Volume 3, Number 3 - April 17, 2003
brought to you online by Pinedale Online
You can float, but please don't anchor
With free-flowing rivers drawing spring fishermen, Sublette County Sheriff Hank Ruland is reminding floaters and private landowners of their mutual responsibilities. There have been increasing numbers of conflicts between landowners and fishermen and floaters in Sublette County in recent years as river running has grown in popularity.
Under the Wyoming Constitution, all natural waters in Wyoming are owned by the State of Wyoming.
Ruland said, "If a river flows through someone's land, the water belongs to the state and the land under the water belongs to the landowner."
Ruland said, in a nutshell, Wyoming water law on the subject is grounded in the Wyoming Supreme Court case called Day v. Armstrong, decided in 1961. That case stated: "... that riparian owners of lands bordering upon or through which the river flows may not in any manner obstruct the flow of the river's waters so as to interfere with or prevent the free passage of any craft used commercially or for recreating or for floating ties, logs or timber..."
But that case also stated: "... that as an incident to the full enjoyment and use of the State's easement for its waters over and across the lands held in private ownership, persons so floating in useable craft, may, when necessary, disembark and walk, or wade upon submerged lands in order to pull, push, or carry craft over or across shallows, riffles, rapids or obstructions. ..."
To wade or walk on the private property constitutes illegal trespass. Anyone with legal questions related to this issue is encouraged to consult an attorney.

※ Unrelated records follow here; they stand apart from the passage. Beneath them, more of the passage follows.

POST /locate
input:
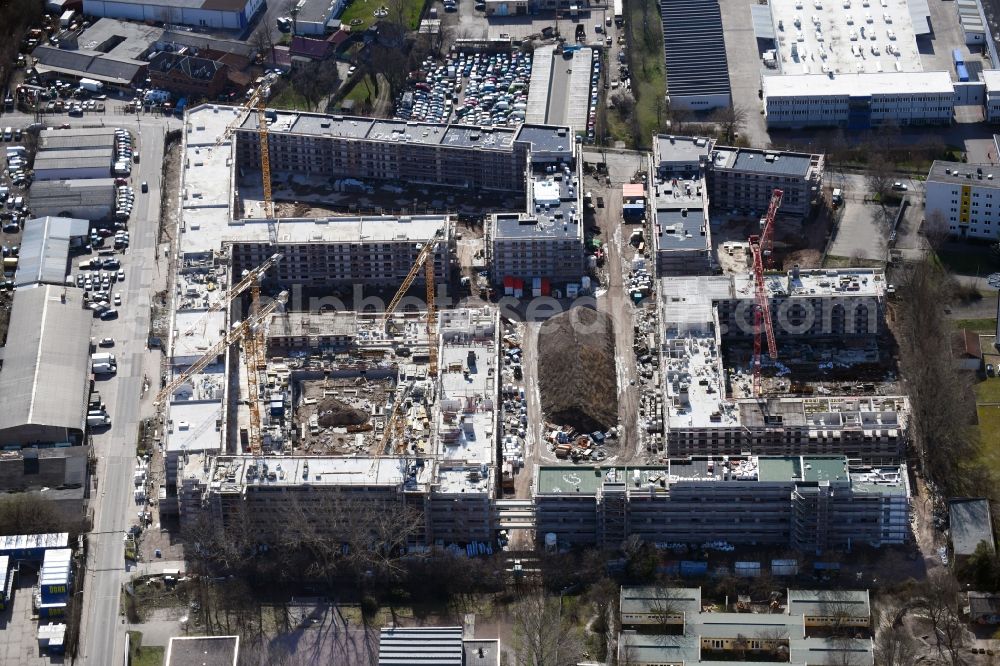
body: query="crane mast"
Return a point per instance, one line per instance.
(761, 250)
(258, 101)
(425, 259)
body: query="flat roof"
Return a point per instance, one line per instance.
(587, 480)
(60, 195)
(671, 150)
(823, 35)
(87, 64)
(853, 282)
(195, 331)
(526, 226)
(193, 425)
(317, 470)
(886, 84)
(654, 598)
(694, 48)
(812, 603)
(543, 139)
(314, 11)
(680, 229)
(44, 256)
(427, 646)
(74, 140)
(126, 39)
(33, 541)
(961, 173)
(202, 651)
(47, 359)
(805, 468)
(970, 524)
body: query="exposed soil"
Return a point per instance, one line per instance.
(333, 413)
(576, 370)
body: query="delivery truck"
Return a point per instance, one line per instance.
(90, 85)
(98, 421)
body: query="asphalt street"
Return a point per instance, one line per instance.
(102, 638)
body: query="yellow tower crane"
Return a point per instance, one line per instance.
(425, 260)
(258, 101)
(245, 332)
(251, 278)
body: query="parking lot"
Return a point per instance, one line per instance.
(477, 88)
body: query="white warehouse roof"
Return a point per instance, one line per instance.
(858, 85)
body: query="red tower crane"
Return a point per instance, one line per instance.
(761, 247)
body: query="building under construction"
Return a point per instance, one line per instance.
(341, 380)
(296, 418)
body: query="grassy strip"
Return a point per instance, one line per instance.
(143, 656)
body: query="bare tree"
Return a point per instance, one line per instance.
(263, 41)
(666, 609)
(623, 101)
(940, 600)
(894, 646)
(542, 636)
(939, 416)
(315, 80)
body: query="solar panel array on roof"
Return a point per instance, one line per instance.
(427, 646)
(694, 48)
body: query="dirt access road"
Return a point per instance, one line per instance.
(612, 296)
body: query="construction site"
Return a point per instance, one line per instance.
(778, 363)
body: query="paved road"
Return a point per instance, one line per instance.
(615, 301)
(115, 511)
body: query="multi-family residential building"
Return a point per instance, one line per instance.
(546, 243)
(745, 178)
(807, 503)
(681, 233)
(964, 199)
(665, 626)
(991, 102)
(693, 176)
(858, 100)
(326, 252)
(341, 147)
(443, 477)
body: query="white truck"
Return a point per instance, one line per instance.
(90, 85)
(98, 420)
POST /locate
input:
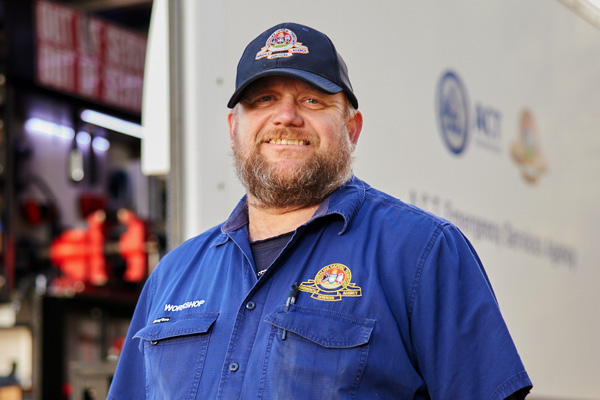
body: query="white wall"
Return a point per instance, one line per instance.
(511, 55)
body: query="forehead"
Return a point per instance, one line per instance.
(283, 84)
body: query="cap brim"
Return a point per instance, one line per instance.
(317, 81)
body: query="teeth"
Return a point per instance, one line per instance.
(287, 142)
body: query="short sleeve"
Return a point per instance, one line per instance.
(460, 340)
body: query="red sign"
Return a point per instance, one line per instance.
(88, 56)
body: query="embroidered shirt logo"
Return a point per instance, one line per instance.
(180, 307)
(332, 283)
(282, 43)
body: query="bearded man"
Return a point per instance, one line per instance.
(317, 286)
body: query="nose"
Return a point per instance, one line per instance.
(286, 113)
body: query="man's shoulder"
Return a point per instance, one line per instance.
(186, 251)
(387, 206)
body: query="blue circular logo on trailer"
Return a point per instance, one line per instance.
(453, 112)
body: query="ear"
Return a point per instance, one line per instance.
(355, 127)
(232, 121)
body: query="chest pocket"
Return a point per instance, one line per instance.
(174, 353)
(323, 356)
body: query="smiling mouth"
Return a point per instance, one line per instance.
(293, 142)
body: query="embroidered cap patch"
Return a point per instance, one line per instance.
(332, 283)
(282, 43)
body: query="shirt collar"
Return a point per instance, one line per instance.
(344, 201)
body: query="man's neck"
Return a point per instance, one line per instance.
(268, 222)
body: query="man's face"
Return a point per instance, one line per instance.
(292, 143)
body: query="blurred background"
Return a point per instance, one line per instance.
(114, 148)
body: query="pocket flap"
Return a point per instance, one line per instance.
(190, 325)
(327, 328)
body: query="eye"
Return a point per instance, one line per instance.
(264, 99)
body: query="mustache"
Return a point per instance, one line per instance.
(288, 134)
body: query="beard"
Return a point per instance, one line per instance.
(307, 185)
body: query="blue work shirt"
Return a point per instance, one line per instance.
(393, 303)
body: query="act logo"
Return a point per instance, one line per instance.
(459, 123)
(453, 112)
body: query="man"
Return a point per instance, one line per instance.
(317, 286)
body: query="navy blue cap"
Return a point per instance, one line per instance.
(295, 51)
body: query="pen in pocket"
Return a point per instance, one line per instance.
(290, 300)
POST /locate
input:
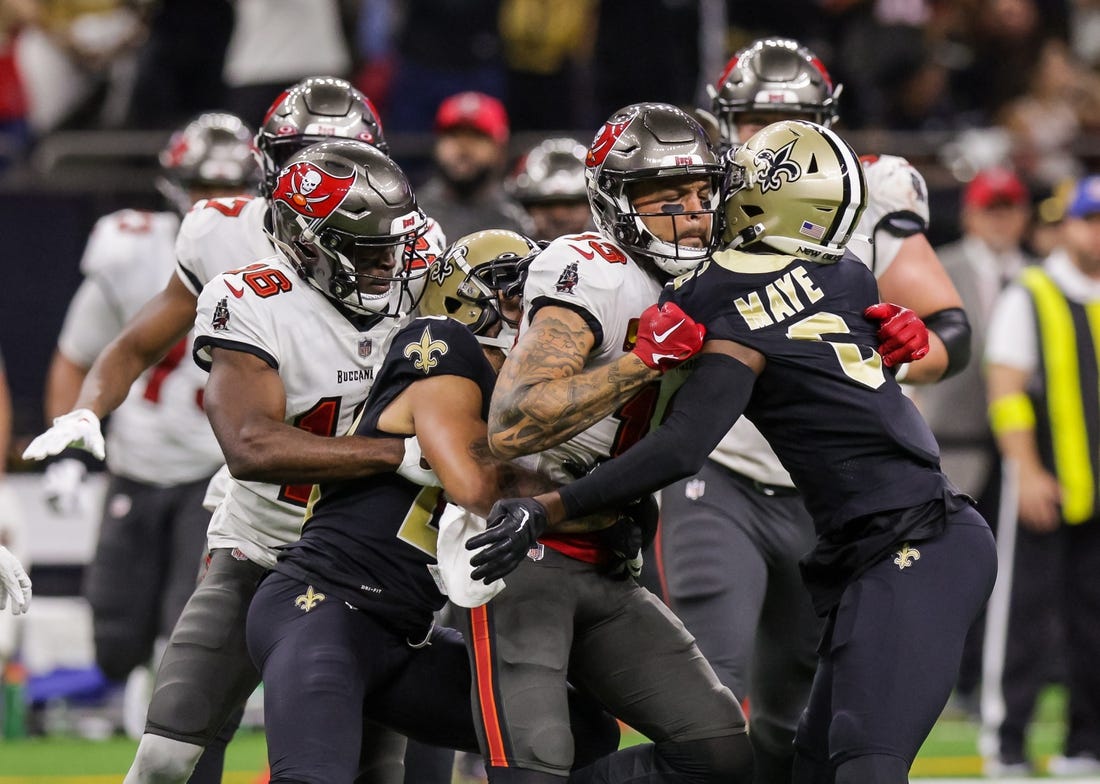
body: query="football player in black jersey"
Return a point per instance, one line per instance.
(343, 630)
(902, 561)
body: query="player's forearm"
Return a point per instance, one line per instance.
(931, 367)
(529, 418)
(283, 454)
(701, 412)
(111, 375)
(64, 381)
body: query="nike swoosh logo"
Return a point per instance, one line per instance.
(658, 337)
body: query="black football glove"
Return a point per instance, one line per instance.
(629, 537)
(515, 526)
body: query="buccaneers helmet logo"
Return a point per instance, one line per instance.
(605, 140)
(773, 165)
(310, 190)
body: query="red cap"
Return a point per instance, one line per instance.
(474, 110)
(996, 187)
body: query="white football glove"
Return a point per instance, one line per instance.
(415, 468)
(79, 429)
(61, 485)
(14, 583)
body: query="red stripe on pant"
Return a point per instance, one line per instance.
(486, 693)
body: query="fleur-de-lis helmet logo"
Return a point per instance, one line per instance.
(774, 165)
(426, 351)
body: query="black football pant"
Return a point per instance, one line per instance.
(891, 655)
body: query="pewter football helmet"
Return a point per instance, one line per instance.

Floaters should consult land status maps before venturing out. The Bureau of Land Management office in Pinedale sells these maps and can also point floaters and fishermen to put-in and take-out points on public lands.
n Floaters should:
• You may float any river, but must stay in the boat and only get out of the boat to navigate around an obstruction in the river;
• Floaters cannot leave the boat and get out on the bank; and
• You may not anchor in the river.
n Landowners should:
• Keep the river open for navigation;
• Build no obstruction;
• Allow passage in the river channel; and
• Do not harass floaters in their boats.